Pirataria no Golfo da Guiné bate recorde e aumenta preocupação na comunidade internacional
Ao redor do mundo, 135 tripulantes foram sequestrados de seus navios em 2020. Deste total, 95% dos sequestros ocorreu no Golfo da Guiné¹. Ao que tudo aponta, este indicador continuará alto no presente ano, visto que de acordo com o IMB Piracy Reporting Centre – divisão especializada da International Chamber Of Commerce – a África Ocidental continua a reportar um número elevado de incidentes². É especialmente representativo da situação atual dois casos que ocorreram ainda no primeiro trimestre.
Fonte: International Chamber of Commerce
Durante seu trajeto, no dia 23 de janeiro, o navio cargueiro Mozart, de bandeira liberiana, tripulação majoritariamente turca e administrado pela Borealis Maritime, empresa com sede em Londres e Hamburgo³, foi abordado por um número desconhecido de piratas enquanto se encontrava a cerca de 100 milhas náuticas da costa de São Tomé, durante a viagem de Lagos para a Cidade do Cabo. Um tripulante, esse de nacionalidade azerbaijani, foi morto, enquanto outros quinze, todos nacionais turcos, foram sequestrados. Três outros tripulantes foram deixados a bordo e, posteriormente, conseguiram navegar para um porto seguro nas águas do Gabão⁴.
Fonte: TRT World
O sequestro teve repercussão na Turquia, e o presidente Recep Tayyip Erdoğan chegou a falar duas vezes por telefone com o quarto capitão do navio, Furkan Yaren, que permaneceu a bordo após o ataque e disse que navegou às cegas em direção ao Gabão, com danos aos controles do navio e apenas o radar funcionando. Furkan, segundo a agência de notícias estatal Anadolu, disse também que os piratas espancaram os tripulantes e o deixaram com uma perna ferida, enquanto outro ainda a bordo do navio tinha ferimentos por estilhaço⁵⁶⁷. David Johnson, CEO da EOS Risk Group, com sede no Reino Unido, afirmou que “o fato de alguém ter morrido, o número de pessoas presas e o aparente uso de explosivos para violar a cidadela do navio significa que é uma potencial reviravolta.”⁸ A empresa Boden, com sede em Istambul, que fornece serviços de gerenciamento técnico para o navio, foi contatada pelos piratas em 28 de janeiro, e duas semanas depois os quinze marinheiros turcos foram libertos. Em declarações à emissora de TV estatal TRT Haber, Levent Karsan, diretor-geral da Boden, disse esperar que o incidente leve as autoridades das Nações Unidas e da Organização Marítima Internacional a tomar medidas contra a pirataria na região⁹. O Ministro das Relações Exteriores da Turquia, Mevlüt Çavuşoğlu, também para a TRT Harber, disse que “devemos aprender com isso e trabalhar juntos para garantir que isso não aconteça novamente”¹⁰.

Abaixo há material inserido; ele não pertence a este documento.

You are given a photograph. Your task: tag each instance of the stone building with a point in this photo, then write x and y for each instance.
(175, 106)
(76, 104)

Cerca de um mês depois, no dia 11 de março, o Davide B, navio-tanque de bandeira maltesa com 21 tripulantes a bordo, incluindo cidadãos ucranianos, romenos e filipinos, foi abordado por nove piratas armados a cerca de 212 milhas náuticas ao sul de Cotonou, Benin¹¹. O alarme foi disparado, mensagens de socorro foram enviadas, e um navio de segurança nigeriano foi enviado para auxílio. No entanto, quando o navio de segurança chegou, quinze tripulantes haviam sido sequestrados. Os seis restantes da tripulação, juntamente do Davide B, foram escoltados em segurança até um porto seguro¹². Poucos dias depois, a De Poli Shipmanagement, empresa holandesa que opera o navio, foi contatada pelos piratas e foi iniciada a negociação pela libertação dos marinheiros¹³. Pouco mais de um mês após o sequestro, todos os quinze tripulantes foram libertados e retornaram às suas casas¹⁴¹⁵.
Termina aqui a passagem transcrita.